Whenever I go back to my little town during the holidays, I always seek opportunities to create a civic space where I can share my knowledge and experiences with the local people, so they are able to exchange opinions and, as a result, benefit from the experience. I consider this my contribution to improving my hometown and community.
As an example, in the middle of September, within nine days, I had initiated three workshops on HIV/AIDS, gender equality and non-discrimination, addressing different audiences, including citizens of Jinghong City, leaders of three Tai ethnic minority villages and monk students of the Buddhist Institute in Xishuangbanna Tai autonomous prefecture. Approximately 150 participants attended these workshops, which is expected to reach an additional 10,000 people in the region, particularly within the Tai community.
The topic I chose to speak about was related to sex and sexuality education; this is a subject people do not normally feel comfortable talking about in public, especially with the strong regional influence of Buddhism. Given the topic sensitivity, I think it is extremely important to create a civic space to encourage people to explore these and other topics and to discuss the relevant issues.

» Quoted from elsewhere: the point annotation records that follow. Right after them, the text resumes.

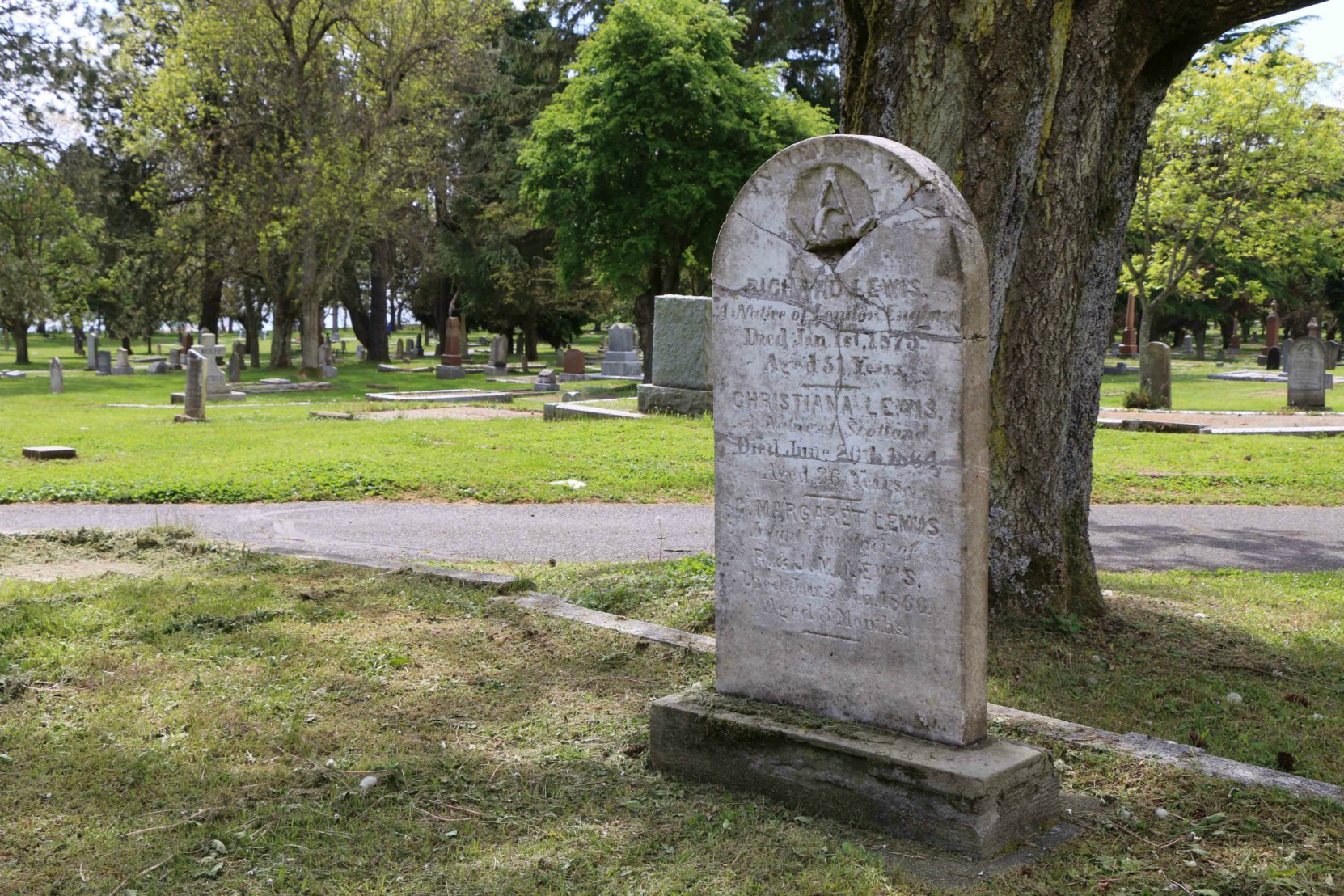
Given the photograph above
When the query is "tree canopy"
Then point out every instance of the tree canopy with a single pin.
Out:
(643, 150)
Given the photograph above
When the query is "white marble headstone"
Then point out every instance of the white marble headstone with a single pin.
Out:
(851, 367)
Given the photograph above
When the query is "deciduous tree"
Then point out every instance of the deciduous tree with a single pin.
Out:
(1041, 113)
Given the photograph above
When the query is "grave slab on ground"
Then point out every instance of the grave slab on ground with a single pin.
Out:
(441, 395)
(852, 509)
(49, 453)
(588, 410)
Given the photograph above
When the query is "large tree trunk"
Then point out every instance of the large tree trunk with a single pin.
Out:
(281, 332)
(211, 297)
(1039, 112)
(381, 264)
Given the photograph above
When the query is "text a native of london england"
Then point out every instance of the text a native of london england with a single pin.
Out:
(851, 309)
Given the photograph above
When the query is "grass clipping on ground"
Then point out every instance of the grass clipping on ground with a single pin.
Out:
(229, 721)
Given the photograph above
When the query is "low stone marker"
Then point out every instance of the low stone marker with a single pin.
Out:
(1156, 374)
(546, 382)
(852, 508)
(441, 396)
(574, 365)
(1305, 363)
(621, 357)
(682, 382)
(49, 453)
(123, 367)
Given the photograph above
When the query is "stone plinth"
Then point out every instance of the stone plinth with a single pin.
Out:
(666, 399)
(978, 801)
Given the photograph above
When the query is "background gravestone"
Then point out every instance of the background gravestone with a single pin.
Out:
(850, 366)
(682, 379)
(621, 357)
(1307, 374)
(1156, 374)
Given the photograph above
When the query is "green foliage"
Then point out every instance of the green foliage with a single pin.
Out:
(1232, 194)
(639, 158)
(44, 243)
(1140, 400)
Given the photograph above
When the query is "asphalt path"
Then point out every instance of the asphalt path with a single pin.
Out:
(1128, 536)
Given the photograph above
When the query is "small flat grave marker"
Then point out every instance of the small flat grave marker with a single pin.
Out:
(49, 453)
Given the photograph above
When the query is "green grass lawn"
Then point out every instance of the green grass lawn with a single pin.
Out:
(1194, 391)
(202, 719)
(268, 449)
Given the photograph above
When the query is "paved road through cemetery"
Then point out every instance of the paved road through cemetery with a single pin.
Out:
(1125, 536)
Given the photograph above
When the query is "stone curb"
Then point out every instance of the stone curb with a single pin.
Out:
(1167, 753)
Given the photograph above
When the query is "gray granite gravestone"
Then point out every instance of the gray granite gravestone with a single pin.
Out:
(1305, 365)
(123, 367)
(851, 366)
(194, 395)
(682, 382)
(1156, 374)
(499, 353)
(621, 357)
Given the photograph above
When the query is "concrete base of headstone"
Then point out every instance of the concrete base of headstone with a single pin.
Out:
(180, 398)
(978, 801)
(664, 399)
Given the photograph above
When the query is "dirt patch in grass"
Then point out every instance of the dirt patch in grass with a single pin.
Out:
(456, 412)
(246, 723)
(69, 568)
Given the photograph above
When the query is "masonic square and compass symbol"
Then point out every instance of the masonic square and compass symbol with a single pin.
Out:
(830, 209)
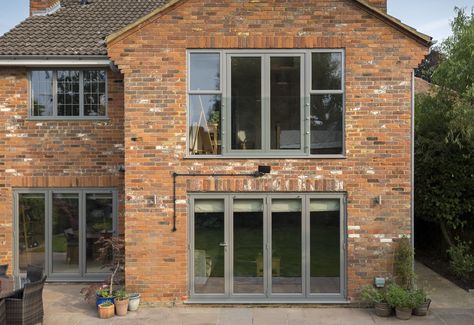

Only by doing so can we raise public awareness of these issues and aim to achieve a change in attitudes. Having access to civic space for dialogue about sensitive issues effecting the community , there will be better outreach and social inclusion of marginalised people otherwise excluded, due to the social stigmas and biases.
Kefan Yang is an activist campaigning for the rights of ethnic minorities and other marginalized groups, particularly religious ethnic minority children, youth and women struggling with drug abuse and living with HIV. Kefan is Dai (Tai Lüe) ethnic minority himself from Xishuangbanna, bordering between Laos and Myanmar in southwest China.